All of lore.kernel.org
 help / color / mirror / Atom feed
From: Michal Hocko <mhocko@suse.com>
To: "T.J. Mercier" <tjmercier@google.com>
Cc: "Tejun Heo" <tj@kernel.org>, "Zefan Li" <lizefan.x@bytedance.com>,
	"Johannes Weiner" <hannes@cmpxchg.org>,
	"Jonathan Corbet" <corbet@lwn.net>,
	"Sumit Semwal" <sumit.semwal@linaro.org>,
	"Christian König" <christian.koenig@amd.com>,
	"Roman Gushchin" <roman.gushchin@linux.dev>,
	"Shakeel Butt" <shakeelb@google.com>,
	"Muchun Song" <muchun.song@linux.dev>,
	"Andrew Morton" <akpm@linux-foundation.org>,
	daniel.vetter@ffwll.ch, android-mm@google.com,
	jstultz@google.com, jeffv@google.com, cmllamas@google.com,
	linux-security-module@vger.kernel.org, selinux@vger.kernel.org,
	cgroups@vger.kernel.org, linux-doc@vger.kernel.org,
	linux-kernel@vger.kernel.org, linux-media@vger.kernel.org,
	dri-devel@lists.freedesktop.org, linaro-mm-sig@lists.linaro.org,
	linux-mm@kvack.org
Subject: Re: [PATCH v2 1/4] memcg: Track exported dma-buffers
Date: Wed, 25 Jan 2023 13:05:49 +0100	[thread overview]
Message-ID: <Y9EbHW84ydBzpTTO@dhcp22.suse.cz> (raw)
In-Reply-To: <CABdmKX1c_8LdJJboENnZhwGjrszDWOOVt-Do93-sJW46mZMD6A@mail.gmail.com>

On Tue 24-01-23 10:55:21, T.J. Mercier wrote:
> On Tue, Jan 24, 2023 at 7:00 AM Michal Hocko <mhocko@suse.com> wrote:
> >
> > On Mon 23-01-23 19:17:23, T.J. Mercier wrote:
> > > When a buffer is exported to userspace, use memcg to attribute the
> > > buffer to the allocating cgroup until all buffer references are
> > > released.
> >
> > Is there any reason why this memory cannot be charged during the
> > allocation (__GFP_ACCOUNT used)?
> 
> My main motivation was to keep code changes away from exporters and
> implement the accounting in one common spot for all of them.
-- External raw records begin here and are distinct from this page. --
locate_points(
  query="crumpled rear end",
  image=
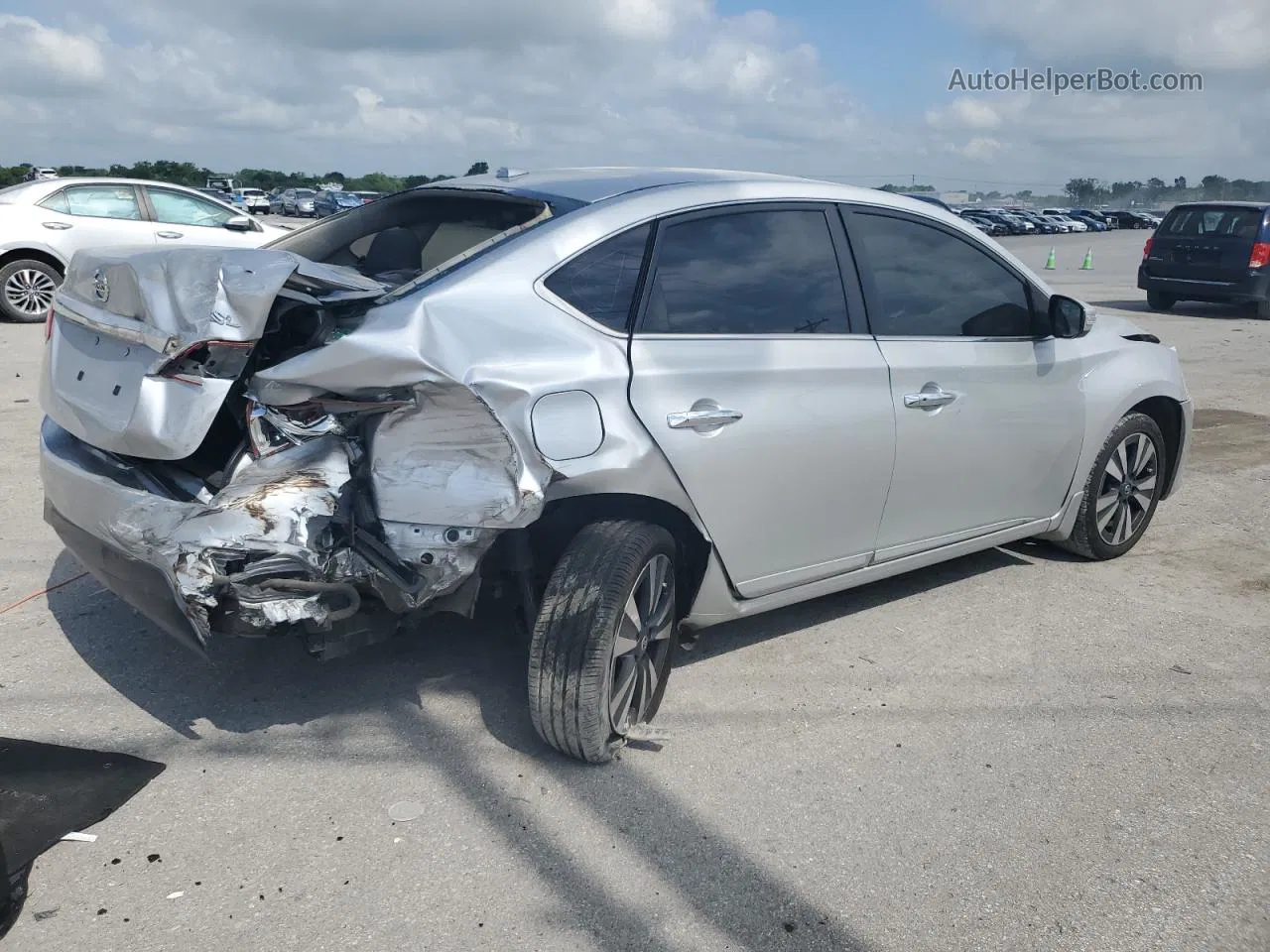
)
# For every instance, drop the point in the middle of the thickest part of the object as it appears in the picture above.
(347, 477)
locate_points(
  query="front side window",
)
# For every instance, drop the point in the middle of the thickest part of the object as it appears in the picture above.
(103, 202)
(760, 272)
(180, 208)
(929, 284)
(602, 281)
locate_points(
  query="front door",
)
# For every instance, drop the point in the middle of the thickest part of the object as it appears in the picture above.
(96, 216)
(989, 416)
(775, 416)
(182, 218)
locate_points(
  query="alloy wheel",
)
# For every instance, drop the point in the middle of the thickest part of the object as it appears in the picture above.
(30, 293)
(1129, 485)
(642, 645)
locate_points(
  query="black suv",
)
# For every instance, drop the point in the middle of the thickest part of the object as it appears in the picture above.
(1209, 252)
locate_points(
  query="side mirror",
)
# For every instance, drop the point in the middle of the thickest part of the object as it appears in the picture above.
(1069, 317)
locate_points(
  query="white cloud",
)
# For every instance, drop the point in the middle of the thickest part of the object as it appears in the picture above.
(31, 49)
(430, 87)
(1218, 35)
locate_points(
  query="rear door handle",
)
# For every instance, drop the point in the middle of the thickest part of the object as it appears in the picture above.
(928, 399)
(702, 419)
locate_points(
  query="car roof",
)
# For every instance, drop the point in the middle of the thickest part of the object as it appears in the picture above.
(594, 184)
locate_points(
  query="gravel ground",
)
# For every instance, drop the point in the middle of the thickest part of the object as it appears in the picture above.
(1015, 751)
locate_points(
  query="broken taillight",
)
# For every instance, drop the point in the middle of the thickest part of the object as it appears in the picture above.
(208, 359)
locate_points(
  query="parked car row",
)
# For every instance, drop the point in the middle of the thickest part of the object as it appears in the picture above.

This is a
> bit of a carryover from a previous approach [1] where there was some
> objection to pushing off this work onto exporters and forcing them to
> adapt, but __GFP_ACCOUNT does seem like a smaller burden than before
> at least initially. However in order to support charge transfer
> between cgroups with __GFP_ACCOUNT we'd need to be able to get at the
> pages backing dmabuf objects, and the exporters are the ones with that
> access. Meaning I think we'd have to add some additional dma_buf_ops
> to achieve that, which was the objection from [1].
> 
> [1] https://lore.kernel.org/lkml/5cc27a05-8131-ce9b-dea1-5c75e994216d@amd.com/
> 
> >
> > Also you do charge and account the memory but underlying pages do not
> > know about their memcg (this is normally done with commit_charge for
> > user mapped pages). This would become a problem if the memory is
> > migrated for example.
> 
> Hmm, what problem do you see in this situation? If the backing pages
> are to be migrated that requires the cooperation of the exporter,
> which currently has no influence on how the cgroup charging is done
> and that seems fine. (Unless you mean migrating the charge across
> cgroups? In which case that's the next patch.)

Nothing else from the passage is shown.